The Dark Knight's screenplay is full of fantastic characters and engaging ideas and visceral sequences, and one senses Nolan trying to cram all of them in, twisting each one a bit to make it fit into the whole. It works, usually, though there are occasional scenes that don't, and a few plot points and characters that frustratingly fade away. Whatever annoyances pop up, though, seem minor compared to the whole, which is impressively robust in scope and tone.

Perhaps the most notable thing about The Dark Knight's tone is that it's so relentlessly and unapologetically... well, dark. The Dark Knight is fun, but there's also a stark, twisting anger to it, a sinister, cynical, nihilistic edge that can't be denied. Part of this is by design—the tense, simmering script, by Christopher Nolan and his brother Jonathan, focuses less on Batman and more on his foes—but the darkness is also inseparable from Ledger, whose death has colored the film in ways that are impossible to shake.

Which brings us back to Ledger's turn as the Joker—a performance that's making a whole lot of excitable critics point out things like how the last time a posthumous Oscar was awarded was for Peter Finch in 1976's Network. Regardless of any posthumous awards, it's Ledger's strange, fascinating work in The Dark Knight that'll be remembered. To say that this is one of Ledger's best performances—if not, in fact, his best—is the easy way of putting it. Trickier is noting all of the ways in which his funny, terrifying Joker is so affecting: Slouching his head forward and nervously smacking his lips, he shuffles and darts about, speaking with a lilting, excitable, unpredictable cadence that imbues every line with hints of a rage festering behind his scarred face. "You have all these rules, and you think they'll save you," he taunts at one point—and whether he's brandishing a nasty-looking knife or merely his wits, the Joker's malevolence, insanity, and humor never cease to be riveting. It says a lot that in a film crammed with fine performances from Bale, Gyllenhaal, Eckhart, and Oldman, The Dark Knight still loses a good part of its punch whenever Ledger's not onscreen.

Back to that comic book: A few panels later into The Killing Joke, the Joker keeps up his contemptuous harangue: "You had a bad day once, am I right?" he asks Batman. "You had a bad day and it drove you as crazy as everybody else... only you won't admit it! You have to keep pretending that life makes sense, that there's some point to all this struggling." There's a beat, here, and the Joker's next line gets its own panel: "God, you make me want to puke."
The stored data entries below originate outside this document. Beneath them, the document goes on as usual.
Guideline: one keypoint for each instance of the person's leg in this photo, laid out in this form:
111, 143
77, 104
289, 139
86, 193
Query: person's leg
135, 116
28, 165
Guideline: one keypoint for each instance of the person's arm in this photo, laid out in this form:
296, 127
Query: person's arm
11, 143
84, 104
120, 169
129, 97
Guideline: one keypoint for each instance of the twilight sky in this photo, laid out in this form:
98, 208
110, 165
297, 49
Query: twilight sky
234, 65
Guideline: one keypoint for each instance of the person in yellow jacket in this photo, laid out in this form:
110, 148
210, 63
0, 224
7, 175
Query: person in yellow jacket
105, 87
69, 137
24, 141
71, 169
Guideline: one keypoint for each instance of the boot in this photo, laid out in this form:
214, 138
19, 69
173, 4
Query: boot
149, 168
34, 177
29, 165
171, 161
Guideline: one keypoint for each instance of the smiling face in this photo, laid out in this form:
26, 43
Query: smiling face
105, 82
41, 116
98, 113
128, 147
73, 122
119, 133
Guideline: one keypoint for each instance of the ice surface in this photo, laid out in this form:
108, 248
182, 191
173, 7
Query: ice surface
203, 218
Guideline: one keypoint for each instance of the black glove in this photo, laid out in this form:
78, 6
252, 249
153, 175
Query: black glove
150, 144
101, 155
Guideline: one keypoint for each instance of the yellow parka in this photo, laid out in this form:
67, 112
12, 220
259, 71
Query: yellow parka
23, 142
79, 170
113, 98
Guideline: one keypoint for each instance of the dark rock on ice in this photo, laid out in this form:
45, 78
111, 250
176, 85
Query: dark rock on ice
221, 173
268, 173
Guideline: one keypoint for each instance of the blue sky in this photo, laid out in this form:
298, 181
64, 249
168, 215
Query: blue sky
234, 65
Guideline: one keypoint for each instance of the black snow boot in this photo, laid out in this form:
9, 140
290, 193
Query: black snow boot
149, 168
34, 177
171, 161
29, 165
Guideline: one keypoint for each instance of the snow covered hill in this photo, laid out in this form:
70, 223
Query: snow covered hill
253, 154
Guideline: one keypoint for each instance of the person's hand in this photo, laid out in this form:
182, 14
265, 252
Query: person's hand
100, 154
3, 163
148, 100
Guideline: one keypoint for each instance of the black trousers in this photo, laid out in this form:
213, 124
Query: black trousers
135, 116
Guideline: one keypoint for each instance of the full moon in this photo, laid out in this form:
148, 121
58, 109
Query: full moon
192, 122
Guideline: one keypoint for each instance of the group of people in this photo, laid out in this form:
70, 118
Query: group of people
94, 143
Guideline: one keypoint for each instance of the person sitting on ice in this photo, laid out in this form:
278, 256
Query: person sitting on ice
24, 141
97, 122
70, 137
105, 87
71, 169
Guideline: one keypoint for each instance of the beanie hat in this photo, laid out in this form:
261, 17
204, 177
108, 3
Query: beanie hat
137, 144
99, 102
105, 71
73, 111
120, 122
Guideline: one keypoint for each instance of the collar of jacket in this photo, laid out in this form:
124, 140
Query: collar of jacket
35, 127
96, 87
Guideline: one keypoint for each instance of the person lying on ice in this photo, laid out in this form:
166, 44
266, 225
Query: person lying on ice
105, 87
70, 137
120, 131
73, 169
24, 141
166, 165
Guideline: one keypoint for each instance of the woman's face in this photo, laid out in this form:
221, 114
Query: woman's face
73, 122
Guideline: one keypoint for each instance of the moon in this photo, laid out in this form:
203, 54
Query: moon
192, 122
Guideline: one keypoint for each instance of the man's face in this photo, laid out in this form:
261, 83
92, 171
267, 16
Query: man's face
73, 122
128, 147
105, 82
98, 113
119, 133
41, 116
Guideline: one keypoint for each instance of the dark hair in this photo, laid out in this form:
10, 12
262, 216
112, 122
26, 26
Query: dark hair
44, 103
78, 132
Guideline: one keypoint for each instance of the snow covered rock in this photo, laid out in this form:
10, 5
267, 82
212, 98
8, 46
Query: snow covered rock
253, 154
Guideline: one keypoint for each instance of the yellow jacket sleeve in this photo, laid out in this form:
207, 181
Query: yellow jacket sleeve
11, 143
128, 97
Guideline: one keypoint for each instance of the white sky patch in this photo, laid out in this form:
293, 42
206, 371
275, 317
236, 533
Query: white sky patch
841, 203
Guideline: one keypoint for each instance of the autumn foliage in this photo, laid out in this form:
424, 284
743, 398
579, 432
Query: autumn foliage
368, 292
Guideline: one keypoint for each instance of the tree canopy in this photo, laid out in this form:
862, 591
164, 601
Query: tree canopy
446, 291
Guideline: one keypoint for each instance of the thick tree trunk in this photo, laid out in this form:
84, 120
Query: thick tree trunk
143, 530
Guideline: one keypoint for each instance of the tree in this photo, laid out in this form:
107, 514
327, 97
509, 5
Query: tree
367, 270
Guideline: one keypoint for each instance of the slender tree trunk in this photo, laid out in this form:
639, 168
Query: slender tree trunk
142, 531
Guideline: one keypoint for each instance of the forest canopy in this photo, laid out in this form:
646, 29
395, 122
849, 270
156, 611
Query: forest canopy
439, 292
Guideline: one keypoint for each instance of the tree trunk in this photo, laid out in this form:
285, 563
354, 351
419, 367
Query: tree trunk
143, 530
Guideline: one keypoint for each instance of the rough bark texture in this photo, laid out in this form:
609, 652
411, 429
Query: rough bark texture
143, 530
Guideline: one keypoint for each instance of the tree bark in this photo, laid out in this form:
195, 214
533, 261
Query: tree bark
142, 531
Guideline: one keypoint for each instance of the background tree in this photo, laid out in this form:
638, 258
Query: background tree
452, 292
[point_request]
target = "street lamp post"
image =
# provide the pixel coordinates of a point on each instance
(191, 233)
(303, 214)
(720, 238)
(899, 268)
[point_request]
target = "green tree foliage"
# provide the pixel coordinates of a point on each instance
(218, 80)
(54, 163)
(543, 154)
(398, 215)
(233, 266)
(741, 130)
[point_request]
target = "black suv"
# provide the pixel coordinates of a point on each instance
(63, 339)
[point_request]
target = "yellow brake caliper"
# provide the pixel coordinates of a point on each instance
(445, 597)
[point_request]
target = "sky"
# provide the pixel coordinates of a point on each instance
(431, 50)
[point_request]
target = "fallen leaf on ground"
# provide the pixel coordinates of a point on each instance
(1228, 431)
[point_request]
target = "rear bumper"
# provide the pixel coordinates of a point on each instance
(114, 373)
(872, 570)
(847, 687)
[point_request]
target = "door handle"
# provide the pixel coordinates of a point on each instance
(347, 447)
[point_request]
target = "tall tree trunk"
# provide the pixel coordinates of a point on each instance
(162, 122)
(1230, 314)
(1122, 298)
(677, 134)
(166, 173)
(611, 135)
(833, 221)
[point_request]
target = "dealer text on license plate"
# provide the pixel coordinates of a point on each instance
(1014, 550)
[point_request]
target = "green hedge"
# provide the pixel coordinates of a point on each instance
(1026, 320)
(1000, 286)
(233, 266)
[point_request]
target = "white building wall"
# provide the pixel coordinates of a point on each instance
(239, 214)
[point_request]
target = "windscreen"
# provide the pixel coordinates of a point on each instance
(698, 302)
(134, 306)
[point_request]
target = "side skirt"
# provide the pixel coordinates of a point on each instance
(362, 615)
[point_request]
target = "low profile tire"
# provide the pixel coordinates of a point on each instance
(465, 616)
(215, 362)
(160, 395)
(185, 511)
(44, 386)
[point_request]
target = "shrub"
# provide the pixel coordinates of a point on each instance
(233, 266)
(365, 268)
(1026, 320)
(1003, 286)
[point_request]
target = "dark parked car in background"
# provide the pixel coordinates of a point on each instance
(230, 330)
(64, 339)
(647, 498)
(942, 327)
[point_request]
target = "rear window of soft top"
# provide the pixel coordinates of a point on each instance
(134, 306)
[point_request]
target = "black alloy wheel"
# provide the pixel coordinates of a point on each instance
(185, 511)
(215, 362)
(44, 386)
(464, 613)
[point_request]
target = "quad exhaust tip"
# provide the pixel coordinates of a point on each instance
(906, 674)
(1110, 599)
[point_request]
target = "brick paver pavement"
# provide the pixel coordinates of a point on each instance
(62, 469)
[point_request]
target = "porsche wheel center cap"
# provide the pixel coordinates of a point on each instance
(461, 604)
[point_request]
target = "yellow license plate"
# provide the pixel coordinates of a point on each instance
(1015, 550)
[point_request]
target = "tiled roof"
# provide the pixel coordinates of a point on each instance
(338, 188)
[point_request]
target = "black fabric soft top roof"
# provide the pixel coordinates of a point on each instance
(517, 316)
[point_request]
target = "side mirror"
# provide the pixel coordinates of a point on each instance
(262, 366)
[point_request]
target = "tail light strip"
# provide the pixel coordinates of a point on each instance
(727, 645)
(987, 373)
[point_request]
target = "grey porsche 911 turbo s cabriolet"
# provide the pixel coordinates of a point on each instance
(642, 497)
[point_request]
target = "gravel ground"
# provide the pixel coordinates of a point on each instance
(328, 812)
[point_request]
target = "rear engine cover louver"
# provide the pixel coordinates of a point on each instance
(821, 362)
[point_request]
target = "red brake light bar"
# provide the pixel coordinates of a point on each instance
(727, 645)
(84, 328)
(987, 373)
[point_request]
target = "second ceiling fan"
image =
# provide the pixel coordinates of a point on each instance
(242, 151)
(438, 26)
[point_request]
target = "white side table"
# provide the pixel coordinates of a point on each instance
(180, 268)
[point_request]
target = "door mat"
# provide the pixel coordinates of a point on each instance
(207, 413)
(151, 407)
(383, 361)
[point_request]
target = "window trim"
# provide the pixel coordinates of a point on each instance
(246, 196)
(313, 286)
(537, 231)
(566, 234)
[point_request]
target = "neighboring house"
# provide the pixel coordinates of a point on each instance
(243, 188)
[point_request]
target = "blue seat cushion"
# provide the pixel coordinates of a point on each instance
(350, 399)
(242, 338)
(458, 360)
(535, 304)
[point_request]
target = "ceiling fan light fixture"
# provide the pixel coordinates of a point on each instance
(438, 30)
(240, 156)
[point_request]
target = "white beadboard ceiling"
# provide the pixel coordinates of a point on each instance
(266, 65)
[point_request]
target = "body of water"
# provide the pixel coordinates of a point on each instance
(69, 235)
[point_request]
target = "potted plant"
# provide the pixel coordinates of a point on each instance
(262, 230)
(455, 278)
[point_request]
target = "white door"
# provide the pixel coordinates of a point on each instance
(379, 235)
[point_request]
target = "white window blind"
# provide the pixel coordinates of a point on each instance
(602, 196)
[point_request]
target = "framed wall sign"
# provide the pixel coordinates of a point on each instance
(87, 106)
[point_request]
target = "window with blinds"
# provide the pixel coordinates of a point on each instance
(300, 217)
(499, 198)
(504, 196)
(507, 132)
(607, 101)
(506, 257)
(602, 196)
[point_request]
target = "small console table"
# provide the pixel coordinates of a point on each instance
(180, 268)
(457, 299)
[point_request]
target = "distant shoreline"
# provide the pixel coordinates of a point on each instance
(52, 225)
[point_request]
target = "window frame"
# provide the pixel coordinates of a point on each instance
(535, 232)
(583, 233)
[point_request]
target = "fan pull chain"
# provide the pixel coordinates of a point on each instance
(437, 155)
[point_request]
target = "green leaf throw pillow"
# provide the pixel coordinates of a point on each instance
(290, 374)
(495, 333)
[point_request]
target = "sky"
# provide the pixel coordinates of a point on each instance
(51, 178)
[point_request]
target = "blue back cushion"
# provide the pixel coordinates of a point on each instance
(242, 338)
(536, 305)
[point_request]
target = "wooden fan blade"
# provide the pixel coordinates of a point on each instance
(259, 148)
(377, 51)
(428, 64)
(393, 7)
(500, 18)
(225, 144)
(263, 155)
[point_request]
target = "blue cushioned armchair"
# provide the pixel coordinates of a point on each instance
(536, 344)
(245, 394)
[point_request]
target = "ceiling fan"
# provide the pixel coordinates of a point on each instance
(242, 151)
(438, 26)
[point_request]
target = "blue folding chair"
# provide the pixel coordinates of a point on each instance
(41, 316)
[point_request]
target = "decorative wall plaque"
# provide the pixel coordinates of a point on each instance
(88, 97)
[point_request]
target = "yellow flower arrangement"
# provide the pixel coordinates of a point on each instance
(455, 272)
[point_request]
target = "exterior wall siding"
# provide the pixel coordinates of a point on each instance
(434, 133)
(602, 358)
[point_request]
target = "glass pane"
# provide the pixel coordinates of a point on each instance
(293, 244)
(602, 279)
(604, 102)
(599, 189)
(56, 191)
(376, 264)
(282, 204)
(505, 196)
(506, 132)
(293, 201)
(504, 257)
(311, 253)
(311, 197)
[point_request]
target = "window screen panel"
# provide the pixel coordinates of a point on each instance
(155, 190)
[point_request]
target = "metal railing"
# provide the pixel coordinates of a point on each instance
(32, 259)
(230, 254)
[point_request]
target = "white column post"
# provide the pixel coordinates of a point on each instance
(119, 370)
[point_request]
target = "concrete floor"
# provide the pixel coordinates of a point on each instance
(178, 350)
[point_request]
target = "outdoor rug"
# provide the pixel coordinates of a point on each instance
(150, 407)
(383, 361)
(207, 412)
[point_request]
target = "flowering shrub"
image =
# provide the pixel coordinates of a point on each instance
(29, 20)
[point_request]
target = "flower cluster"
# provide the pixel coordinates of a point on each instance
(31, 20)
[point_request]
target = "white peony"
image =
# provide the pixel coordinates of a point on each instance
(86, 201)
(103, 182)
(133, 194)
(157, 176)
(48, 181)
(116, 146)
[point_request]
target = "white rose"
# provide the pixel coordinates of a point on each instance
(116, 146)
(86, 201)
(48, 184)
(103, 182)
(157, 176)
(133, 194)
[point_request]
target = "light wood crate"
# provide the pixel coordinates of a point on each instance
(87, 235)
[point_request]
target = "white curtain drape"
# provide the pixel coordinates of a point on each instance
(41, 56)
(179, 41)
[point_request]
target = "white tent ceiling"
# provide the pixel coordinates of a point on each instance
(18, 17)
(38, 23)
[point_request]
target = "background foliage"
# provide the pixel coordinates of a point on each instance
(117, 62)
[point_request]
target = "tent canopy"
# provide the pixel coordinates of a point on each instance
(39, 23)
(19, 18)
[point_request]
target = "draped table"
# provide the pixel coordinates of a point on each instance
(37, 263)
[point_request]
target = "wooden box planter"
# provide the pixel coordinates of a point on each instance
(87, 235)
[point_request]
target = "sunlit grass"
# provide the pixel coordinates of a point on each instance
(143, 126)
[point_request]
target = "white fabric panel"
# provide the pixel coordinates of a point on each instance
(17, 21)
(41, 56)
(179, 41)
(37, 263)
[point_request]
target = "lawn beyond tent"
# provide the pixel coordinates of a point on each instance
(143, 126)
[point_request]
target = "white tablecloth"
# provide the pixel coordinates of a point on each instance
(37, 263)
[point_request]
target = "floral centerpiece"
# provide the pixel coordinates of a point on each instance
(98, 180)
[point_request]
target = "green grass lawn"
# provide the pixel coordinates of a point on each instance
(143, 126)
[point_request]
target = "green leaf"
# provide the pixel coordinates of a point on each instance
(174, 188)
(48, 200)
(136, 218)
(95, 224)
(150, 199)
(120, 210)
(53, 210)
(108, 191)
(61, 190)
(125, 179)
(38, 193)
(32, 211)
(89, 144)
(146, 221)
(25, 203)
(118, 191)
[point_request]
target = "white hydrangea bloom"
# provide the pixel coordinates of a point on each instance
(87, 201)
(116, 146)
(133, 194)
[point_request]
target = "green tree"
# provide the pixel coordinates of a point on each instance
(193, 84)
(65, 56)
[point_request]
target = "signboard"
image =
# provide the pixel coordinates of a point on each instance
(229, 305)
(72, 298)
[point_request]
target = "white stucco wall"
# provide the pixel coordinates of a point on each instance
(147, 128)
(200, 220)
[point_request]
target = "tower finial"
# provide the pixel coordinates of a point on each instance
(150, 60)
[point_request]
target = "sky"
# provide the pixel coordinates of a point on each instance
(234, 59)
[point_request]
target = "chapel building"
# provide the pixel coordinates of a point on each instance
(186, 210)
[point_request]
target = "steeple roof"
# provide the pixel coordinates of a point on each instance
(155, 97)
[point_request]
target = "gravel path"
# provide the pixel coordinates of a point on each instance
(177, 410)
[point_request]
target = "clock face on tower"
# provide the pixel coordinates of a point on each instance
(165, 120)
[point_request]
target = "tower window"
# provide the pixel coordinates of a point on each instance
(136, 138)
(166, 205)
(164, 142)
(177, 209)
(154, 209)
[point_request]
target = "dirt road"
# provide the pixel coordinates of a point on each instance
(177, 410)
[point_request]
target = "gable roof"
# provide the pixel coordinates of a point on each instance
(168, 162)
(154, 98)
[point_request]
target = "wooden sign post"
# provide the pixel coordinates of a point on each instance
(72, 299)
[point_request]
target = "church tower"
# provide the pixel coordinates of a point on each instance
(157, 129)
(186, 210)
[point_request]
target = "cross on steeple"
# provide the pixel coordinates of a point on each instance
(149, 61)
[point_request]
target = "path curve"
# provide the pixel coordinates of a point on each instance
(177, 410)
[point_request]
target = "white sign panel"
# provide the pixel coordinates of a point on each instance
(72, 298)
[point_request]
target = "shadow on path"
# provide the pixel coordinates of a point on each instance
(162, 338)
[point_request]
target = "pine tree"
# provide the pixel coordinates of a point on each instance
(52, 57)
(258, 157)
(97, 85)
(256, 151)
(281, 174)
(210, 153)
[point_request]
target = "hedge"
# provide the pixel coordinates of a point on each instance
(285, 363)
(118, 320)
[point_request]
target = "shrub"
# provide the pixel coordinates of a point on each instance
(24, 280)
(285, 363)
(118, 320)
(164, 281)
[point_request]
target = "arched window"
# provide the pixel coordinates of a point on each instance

Cheery stuff, that, but it's also pretty great—and, it turns out, pretty influential. With its roots in comics like The Killing Joke, The Dark Knight is the latest in what's shaping up to be an increasingly unique and impressive series of Bat-movies. That the film is at once dependent on and a sort of memorial for Ledger is prickly and discomfiting—that a promising young actor's career would abruptly end with him in a summer popcorn flick, playing a sadistic sociopath in clown make-up, feels like the painful punch line of a weird, unfunny joke. But then again: The fact that The Dark Knight is so strong, in large part thanks to Ledger's performance, somehow makes that punch line feel oddly, hauntingly appropriate.